In the Covid Symptom Study app, user-entered numeric values are only validated to ensure that they are numeric, as of the time of writing. There are no validations of sensible ranges given the user-selected units of measurement. Some users enter incorrect values, and some users enter values that appear sensible but only in some other unit (1.8 is a plausible height if the user is entering height in metres, for example).

Quality metrics for test mechanism

The Covid Test table has a ‘mechanism’ field where the user is free to either select a categorical value indicating the test mechanism, or enter free text relating to the test mechanism. Some free text clearly indicates the test type, whereas other free text entries only infer the test type weakly, through inference such as ‘home test kit’. As such, a set of gradated flags are generated that indicate the quality of the categorisation.

Generation of daily assessments

In case of multiple daily entries by the users, these assessments can optionally be quantised into a single daily assessment that, for symptoms, corresponds to the maximum value for each symptom that the user reported in the day. This considerably simplifies many downstream analyses.

Generation of patient-level assessment and test metrics

Analysis often involves the filtering of users/contributors that are categorised by aspects of the assessments and tests that they have logged. These include metrics such as whether the patient logged as being initially healthy, or whether they have ever logged a positive test result.

Reproducibility and algorithm immutability

Reproducibility depends on the ability to reproduce a given analysis from a version of the dataset and a set of algorithms run on the dataset. For this to be possible, algorithms must be considered immutable once implemented. This allows any subsequent version of the software to generate results consistent with those of the software version in which the algorithm was introduced.

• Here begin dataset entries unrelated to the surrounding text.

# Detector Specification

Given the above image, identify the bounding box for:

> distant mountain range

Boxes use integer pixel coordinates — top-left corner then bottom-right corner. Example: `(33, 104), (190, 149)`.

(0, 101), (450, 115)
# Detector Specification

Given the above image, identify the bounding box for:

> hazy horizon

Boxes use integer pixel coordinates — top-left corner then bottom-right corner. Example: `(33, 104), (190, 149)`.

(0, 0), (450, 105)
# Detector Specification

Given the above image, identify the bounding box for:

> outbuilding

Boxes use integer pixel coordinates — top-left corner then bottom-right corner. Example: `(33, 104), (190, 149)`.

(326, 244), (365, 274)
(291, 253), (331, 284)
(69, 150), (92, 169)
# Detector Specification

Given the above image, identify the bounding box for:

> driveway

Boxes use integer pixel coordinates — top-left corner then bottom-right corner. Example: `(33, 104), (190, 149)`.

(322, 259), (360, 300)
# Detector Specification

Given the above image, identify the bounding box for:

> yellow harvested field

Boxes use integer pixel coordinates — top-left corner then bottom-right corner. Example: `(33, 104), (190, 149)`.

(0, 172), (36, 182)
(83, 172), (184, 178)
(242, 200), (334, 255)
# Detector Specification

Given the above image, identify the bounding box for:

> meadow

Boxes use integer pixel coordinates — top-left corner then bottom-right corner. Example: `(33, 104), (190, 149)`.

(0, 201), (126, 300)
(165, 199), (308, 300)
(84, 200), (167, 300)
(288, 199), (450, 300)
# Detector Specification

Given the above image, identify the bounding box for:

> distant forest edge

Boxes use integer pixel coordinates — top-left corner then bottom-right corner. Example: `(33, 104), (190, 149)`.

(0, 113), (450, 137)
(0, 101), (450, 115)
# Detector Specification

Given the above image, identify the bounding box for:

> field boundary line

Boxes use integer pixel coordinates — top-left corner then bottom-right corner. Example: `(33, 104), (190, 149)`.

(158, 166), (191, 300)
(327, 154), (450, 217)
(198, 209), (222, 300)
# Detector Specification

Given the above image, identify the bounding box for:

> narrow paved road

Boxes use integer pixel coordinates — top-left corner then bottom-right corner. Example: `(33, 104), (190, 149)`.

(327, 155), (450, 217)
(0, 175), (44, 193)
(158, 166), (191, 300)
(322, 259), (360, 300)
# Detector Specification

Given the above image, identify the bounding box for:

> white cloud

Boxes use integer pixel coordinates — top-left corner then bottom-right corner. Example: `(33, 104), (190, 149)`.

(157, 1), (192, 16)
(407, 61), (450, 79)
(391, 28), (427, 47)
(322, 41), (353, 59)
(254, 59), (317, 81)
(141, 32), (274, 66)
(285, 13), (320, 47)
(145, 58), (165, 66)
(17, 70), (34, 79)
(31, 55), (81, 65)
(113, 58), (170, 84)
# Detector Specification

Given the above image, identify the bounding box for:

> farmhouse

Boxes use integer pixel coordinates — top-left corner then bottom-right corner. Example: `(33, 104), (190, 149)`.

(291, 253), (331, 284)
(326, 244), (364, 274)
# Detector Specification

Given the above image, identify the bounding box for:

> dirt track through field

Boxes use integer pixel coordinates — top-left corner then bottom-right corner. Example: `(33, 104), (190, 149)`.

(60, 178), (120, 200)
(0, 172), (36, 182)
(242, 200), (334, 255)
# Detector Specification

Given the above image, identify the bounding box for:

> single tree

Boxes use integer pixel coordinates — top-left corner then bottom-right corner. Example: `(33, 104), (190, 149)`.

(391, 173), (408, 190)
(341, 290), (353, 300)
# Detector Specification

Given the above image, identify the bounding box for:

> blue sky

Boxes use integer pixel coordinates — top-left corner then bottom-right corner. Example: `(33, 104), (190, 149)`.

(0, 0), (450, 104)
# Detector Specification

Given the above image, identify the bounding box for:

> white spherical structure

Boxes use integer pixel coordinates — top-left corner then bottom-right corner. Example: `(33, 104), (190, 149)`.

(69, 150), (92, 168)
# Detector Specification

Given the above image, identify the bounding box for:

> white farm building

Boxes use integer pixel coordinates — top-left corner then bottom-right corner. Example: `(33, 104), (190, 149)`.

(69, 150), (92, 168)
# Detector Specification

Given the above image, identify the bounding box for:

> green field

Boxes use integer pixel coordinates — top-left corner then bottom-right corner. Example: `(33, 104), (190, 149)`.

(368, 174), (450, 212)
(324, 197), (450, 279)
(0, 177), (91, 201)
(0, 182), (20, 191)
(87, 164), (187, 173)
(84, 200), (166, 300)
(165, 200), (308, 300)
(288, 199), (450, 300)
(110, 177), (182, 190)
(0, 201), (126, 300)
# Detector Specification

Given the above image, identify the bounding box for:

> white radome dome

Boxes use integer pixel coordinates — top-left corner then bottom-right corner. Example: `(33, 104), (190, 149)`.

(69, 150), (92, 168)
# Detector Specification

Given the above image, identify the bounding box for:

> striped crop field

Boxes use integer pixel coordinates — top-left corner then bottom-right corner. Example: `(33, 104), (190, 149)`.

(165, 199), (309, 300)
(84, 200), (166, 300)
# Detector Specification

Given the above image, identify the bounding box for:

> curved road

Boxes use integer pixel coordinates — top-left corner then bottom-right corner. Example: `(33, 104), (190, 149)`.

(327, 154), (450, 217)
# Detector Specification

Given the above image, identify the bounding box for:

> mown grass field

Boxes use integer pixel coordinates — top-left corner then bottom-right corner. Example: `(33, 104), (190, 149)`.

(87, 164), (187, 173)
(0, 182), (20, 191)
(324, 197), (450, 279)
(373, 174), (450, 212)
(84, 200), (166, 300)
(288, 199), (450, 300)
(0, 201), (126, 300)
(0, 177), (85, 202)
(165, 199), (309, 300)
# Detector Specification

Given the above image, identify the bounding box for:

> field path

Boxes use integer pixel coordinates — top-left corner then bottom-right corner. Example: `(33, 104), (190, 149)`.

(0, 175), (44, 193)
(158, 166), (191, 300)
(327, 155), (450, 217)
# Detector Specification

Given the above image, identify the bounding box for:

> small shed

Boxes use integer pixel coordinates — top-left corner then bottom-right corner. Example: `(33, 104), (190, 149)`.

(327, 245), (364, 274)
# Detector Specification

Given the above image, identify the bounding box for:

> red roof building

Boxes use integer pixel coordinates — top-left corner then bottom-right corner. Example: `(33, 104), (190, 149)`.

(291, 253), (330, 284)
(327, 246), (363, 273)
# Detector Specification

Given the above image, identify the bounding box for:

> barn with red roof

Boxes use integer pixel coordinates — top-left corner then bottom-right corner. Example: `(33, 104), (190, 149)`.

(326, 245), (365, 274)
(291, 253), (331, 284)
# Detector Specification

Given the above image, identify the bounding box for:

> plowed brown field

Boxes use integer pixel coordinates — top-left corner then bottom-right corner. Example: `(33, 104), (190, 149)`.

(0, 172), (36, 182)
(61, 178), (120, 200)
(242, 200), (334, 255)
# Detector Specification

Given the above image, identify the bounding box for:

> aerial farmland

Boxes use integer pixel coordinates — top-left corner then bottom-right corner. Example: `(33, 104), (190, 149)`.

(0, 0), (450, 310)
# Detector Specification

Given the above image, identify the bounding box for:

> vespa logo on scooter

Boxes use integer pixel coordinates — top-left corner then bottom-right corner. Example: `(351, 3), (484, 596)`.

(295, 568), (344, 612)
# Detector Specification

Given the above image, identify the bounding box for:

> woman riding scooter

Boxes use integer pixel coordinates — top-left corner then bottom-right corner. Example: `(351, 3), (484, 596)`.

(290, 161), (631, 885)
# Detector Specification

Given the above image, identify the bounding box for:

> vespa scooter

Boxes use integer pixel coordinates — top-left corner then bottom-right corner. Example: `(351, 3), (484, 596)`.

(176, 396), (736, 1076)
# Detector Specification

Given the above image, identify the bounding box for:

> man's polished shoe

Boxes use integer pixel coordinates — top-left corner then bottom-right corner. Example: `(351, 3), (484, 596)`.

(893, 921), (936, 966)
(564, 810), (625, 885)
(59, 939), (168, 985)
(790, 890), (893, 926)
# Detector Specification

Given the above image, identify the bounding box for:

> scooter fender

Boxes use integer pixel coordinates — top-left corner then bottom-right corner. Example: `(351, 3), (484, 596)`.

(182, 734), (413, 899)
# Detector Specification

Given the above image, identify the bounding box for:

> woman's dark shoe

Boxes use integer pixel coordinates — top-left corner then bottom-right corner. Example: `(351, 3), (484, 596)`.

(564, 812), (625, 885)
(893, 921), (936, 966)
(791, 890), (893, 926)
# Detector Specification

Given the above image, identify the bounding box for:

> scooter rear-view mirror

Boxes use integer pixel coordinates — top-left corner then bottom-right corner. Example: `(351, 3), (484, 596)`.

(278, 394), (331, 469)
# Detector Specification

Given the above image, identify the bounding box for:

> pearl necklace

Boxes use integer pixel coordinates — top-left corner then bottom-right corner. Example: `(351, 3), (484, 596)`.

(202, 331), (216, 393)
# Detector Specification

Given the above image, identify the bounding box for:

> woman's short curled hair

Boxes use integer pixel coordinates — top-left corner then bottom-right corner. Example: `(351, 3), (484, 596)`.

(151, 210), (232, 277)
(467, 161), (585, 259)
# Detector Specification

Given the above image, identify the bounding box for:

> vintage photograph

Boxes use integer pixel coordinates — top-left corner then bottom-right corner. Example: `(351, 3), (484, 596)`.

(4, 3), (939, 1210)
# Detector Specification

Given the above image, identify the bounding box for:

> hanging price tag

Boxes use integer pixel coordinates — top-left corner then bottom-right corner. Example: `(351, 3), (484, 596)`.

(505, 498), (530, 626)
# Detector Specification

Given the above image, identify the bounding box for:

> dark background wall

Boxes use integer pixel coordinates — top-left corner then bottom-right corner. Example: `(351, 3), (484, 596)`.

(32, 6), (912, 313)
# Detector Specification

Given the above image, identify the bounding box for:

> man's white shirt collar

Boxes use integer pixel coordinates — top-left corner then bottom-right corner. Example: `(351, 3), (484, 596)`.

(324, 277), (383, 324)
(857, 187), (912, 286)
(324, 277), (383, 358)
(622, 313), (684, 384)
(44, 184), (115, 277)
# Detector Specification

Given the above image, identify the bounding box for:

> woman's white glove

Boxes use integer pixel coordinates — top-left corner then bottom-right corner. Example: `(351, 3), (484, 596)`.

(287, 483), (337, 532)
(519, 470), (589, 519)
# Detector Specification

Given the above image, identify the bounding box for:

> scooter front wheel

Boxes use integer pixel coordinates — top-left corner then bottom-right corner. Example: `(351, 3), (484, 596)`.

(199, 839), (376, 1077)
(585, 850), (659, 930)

ExeTeraCovid achieves this by requiring that a version of any given algorithm that is created is treated as immutable in the code base. This means that any target script is guaranteed to exhibit the same behaviour, provided that the following conditions hold. Firstly, any algorithms written for ExeTeraCovid are explicitly versioned. Secondly, any randomness introduced must be given consistent random seeds and, ideally, multiple sources of randomness should be given different random number generators. Once an algorithm is used in analysis, it may no longer be altered in the codebase, even if it is subsequently shown to contain errors. This enables researchers to run multiple versions of the same algorithm as part of their analytics and understand how sensitive their results are to changes and corrections. An example for this is the multiple versions of height/weight/body mass index (BMI) cleaning that have been devised over the course of the project; each is available as a separate version of the algorithm for reproducibility.